The Anneke Family Papers are housed close to us at the Wisconsin Historical Society, but contextualizing the letters required researching farther afield. Viktorija spent time in German archives to place Mathilde in her German literary context, clear up confusing references, and create a corpus of parallel texts for the task of translation. We had a great time traveling to Zurich together to track down the specifics of Mathilde and Mary’s life in the Swiss city between 1860 and 1864.

Everything about the research surprised us! I knew that the women expressed their love for each other effusively, but I didn’t expect jealousy to surface as it did. I had no idea the letters would reference Sherman Booth’s rape trial. Mathilde and Mary clearly thought he was guilty, but they wouldn’t publicly support the girl he raped. Nevertheless, Mathilde still decided to help organize an armed attempt to break Sherman out of jail when he was imprisoned for his abolitionist activity—another surprise. The correspondence also included material on the personal lives of German radicals living in Zurich, and Mathilde and Mary wrote a lot about health and parenting.

NOTCHES: What stories were left out of the book?

The book’s strength and its weakness is its narrow focus. I would love to be able to compare Mathilde and Mary’s romantic friendship to other relationships: between men and between women of different backgrounds. Although Mathilde and Mary were often desperately poor, they were white, middle-class, educated, and respected. They wrote about African Americans, but did not interact with people who were not white.

NOTCHES: How do you see your book being used most effectively in the classroom?

The book provides accessible and engaging primary sources that students can use to reflect on queer lives in the nineteenth century and the limitations of the ways we categorize relationships today. I would pair it with Carroll Smith-Rosenberg’s “The Female World of Love and Ritual” in Signs (1975!) or excerpts from Martha Vicinius’s Intimate Friends, Saidiya Hartman’s Wayward Lives, Beautiful Experiments, or Matt Brin’s Poor Queer Studies. Students might use the letters to compare and evaluate different characterizations of the Mathilde-Mary relationship such as Chapter 4 of Mischa Honeck’s We Are the Revolutionists and Joey Horsman’s “A German American Feminist and Her Female Marriages: Mathilde Franziska Anneke, 1817–1884” on Fembio. (Interested instructors can find open-access teaching materials on Radical Relationships on the press website.)

NOTCHES: Why does this history matter today?
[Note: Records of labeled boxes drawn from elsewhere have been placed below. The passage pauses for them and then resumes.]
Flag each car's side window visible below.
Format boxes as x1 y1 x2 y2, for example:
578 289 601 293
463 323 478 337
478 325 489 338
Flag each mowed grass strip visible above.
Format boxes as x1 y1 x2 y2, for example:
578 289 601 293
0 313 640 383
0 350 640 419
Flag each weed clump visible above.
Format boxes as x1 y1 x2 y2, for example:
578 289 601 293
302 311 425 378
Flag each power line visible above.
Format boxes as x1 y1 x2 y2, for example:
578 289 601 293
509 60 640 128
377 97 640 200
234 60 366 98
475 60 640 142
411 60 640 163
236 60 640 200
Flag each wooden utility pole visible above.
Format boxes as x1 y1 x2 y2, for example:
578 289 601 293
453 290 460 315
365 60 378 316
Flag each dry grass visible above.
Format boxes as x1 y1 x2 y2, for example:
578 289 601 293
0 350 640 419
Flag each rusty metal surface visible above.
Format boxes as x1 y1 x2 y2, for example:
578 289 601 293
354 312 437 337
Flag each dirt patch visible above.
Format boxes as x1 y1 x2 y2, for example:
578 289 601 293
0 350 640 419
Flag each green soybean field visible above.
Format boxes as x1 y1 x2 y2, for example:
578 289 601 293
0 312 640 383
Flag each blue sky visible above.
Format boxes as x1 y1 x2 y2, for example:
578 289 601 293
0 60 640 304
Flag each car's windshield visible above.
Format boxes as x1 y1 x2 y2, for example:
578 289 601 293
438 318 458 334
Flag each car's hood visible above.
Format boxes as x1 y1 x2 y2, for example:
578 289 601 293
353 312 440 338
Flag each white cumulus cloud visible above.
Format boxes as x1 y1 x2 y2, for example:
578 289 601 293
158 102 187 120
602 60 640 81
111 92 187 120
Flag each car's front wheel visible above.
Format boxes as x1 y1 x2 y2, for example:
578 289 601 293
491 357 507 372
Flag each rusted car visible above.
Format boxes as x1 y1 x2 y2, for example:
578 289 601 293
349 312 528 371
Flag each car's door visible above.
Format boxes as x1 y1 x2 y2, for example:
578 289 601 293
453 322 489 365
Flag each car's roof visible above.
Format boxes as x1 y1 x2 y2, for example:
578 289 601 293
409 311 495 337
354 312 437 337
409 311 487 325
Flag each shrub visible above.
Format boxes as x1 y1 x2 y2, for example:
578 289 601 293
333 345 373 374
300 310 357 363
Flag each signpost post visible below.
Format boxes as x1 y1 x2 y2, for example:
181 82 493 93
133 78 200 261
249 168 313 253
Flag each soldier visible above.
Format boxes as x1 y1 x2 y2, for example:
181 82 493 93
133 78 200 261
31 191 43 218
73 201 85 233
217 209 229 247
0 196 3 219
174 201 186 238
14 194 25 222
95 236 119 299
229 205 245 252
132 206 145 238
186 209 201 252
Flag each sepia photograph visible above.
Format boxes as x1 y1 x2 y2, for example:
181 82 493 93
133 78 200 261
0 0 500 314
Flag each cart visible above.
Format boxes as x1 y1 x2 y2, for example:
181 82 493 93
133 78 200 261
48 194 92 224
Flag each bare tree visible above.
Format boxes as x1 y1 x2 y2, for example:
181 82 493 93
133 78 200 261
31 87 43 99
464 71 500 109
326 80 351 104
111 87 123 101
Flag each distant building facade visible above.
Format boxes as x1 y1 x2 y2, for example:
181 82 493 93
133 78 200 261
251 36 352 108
I hope lesbians continue to claim nineteenth-century romantic friendship as part of their history, but it can inspire other people too. Working on the book has given me an inspiring sense of how relationships can resist commonly accepted categories. Broadening our understanding of the intimate connections that come with excitement and support is potentially powerful. Especially in the midst of a global pandemic, women’s friendships can save us when institutions fail and empower us to change institutions for the better.
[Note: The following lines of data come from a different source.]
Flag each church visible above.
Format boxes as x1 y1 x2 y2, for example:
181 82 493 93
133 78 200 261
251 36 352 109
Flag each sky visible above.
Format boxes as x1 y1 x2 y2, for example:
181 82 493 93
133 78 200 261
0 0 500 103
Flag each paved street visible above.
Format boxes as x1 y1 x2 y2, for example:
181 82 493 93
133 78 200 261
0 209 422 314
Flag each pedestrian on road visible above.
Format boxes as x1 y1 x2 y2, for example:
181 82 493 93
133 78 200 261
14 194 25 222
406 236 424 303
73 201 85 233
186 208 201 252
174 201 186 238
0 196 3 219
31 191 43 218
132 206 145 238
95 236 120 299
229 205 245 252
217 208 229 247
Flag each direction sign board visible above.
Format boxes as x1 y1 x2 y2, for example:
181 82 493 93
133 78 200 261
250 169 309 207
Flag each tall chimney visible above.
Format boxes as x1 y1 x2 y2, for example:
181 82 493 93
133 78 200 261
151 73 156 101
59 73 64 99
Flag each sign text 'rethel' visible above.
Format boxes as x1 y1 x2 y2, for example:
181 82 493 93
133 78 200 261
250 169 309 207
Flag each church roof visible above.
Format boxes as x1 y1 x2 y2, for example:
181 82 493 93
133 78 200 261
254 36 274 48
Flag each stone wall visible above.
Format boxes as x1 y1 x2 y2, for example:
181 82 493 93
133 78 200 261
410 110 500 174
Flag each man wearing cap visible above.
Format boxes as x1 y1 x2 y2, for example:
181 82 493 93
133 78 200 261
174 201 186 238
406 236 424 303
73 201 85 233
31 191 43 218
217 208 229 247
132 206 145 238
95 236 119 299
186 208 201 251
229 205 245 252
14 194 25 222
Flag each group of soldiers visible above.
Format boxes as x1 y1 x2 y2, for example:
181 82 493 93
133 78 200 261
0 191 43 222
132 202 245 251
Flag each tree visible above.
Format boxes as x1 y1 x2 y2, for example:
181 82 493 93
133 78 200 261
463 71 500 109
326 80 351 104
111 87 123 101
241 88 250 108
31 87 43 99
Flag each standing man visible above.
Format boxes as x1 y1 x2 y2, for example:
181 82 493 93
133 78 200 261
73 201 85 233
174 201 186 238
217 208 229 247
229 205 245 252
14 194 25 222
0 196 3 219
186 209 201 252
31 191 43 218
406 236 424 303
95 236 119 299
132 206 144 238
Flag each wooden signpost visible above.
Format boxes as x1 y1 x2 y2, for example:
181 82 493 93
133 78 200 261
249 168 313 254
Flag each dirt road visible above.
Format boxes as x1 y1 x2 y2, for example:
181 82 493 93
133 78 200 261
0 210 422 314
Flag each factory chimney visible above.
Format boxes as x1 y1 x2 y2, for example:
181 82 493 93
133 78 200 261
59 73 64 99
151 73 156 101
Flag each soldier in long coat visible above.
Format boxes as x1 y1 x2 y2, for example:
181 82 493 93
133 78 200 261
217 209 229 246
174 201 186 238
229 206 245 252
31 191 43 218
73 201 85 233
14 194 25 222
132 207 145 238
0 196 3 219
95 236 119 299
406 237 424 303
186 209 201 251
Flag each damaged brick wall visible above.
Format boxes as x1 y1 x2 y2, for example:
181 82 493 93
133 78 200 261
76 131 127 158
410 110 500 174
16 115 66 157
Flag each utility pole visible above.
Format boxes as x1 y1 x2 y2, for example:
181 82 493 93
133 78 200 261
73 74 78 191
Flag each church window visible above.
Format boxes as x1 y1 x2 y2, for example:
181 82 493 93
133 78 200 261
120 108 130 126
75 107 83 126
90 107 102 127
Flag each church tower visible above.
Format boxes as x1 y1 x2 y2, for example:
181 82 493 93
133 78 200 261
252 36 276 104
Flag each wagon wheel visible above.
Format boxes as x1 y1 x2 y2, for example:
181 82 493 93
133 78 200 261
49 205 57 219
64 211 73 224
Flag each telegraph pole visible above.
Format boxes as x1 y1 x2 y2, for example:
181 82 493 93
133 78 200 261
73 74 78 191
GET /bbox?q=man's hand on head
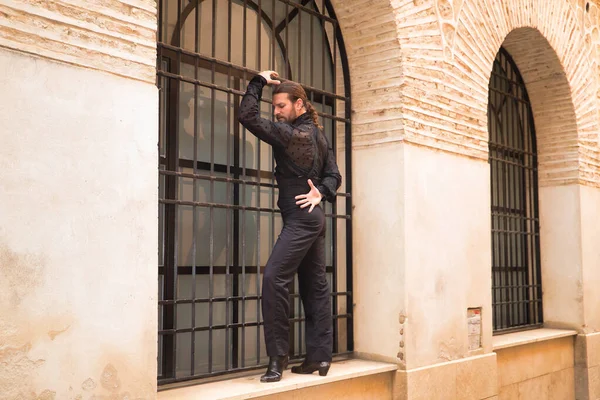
[259,71,281,85]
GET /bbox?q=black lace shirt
[238,75,342,202]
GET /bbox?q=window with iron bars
[488,48,543,334]
[157,0,353,384]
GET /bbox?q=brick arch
[394,0,600,186]
[331,0,402,148]
[452,0,598,185]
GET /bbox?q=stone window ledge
[157,359,398,400]
[492,328,577,350]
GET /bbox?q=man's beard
[277,110,298,123]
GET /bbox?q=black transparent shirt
[238,75,342,202]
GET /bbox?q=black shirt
[238,75,342,202]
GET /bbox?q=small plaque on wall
[467,307,481,351]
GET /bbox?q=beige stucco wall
[0,49,158,399]
[0,0,600,398]
[496,337,582,400]
[0,0,158,400]
[334,0,600,369]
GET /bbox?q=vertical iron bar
[208,0,217,373]
[225,0,233,370]
[241,0,248,367]
[190,0,200,376]
[296,10,303,82]
[255,0,262,365]
[270,0,276,360]
[284,3,292,79]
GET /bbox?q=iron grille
[157,0,353,384]
[488,48,542,333]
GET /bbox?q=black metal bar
[253,0,263,364]
[226,0,233,370]
[158,265,342,275]
[158,312,352,334]
[190,0,201,375]
[488,48,542,333]
[158,288,350,305]
[158,47,348,101]
[158,351,352,386]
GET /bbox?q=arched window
[157,0,352,384]
[488,48,543,333]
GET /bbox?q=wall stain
[0,243,45,307]
[48,325,71,340]
[0,341,45,400]
[36,389,56,400]
[81,378,96,391]
[101,364,121,392]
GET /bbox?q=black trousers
[262,179,333,362]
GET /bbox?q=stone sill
[157,359,398,400]
[492,328,577,350]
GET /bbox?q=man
[238,71,342,382]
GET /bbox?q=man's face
[273,93,303,122]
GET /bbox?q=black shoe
[292,361,331,376]
[260,356,289,382]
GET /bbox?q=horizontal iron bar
[158,351,353,386]
[158,199,352,220]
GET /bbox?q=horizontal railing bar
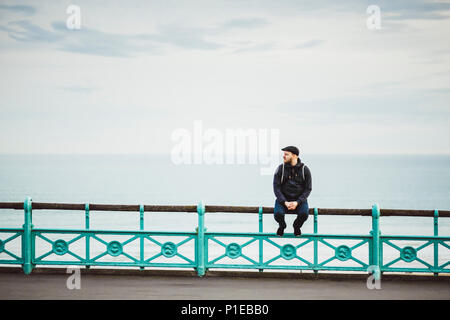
[0,202,450,217]
[205,232,372,240]
[32,228,197,237]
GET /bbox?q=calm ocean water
[0,155,450,268]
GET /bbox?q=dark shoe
[277,227,284,237]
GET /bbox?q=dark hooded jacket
[273,158,312,204]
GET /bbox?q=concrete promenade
[0,267,450,300]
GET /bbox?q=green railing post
[22,197,34,274]
[314,208,319,274]
[258,207,264,272]
[197,201,205,277]
[139,204,145,270]
[433,209,439,276]
[371,204,381,280]
[84,203,91,269]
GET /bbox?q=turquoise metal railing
[0,197,450,279]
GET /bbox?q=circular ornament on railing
[334,245,352,261]
[107,241,123,257]
[53,239,69,256]
[280,244,297,260]
[161,242,177,258]
[226,242,242,259]
[400,246,417,262]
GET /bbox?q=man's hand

Alison Clark Efford lives in Milwaukee, Wisconsin, and is an associate professor of history at Marquette University. She is the author of German Immigrants, Race, and Citizenship in the Civil War Era. She has published in journals such as the Missouri Historical Review and the Journal of the Civil War Era and in several edited collections.

Viktorija Bilić, who received her doctorate from Heidelberg University, is an associate professor of translation and interpreting studies at the University of Wisconsin–Milwaukee. She is the author of Historische amerikanische und deutsche Briefsammlungen: Alltagstexte als Gegenstand des Kooperativen Übersetzens and numerous articles.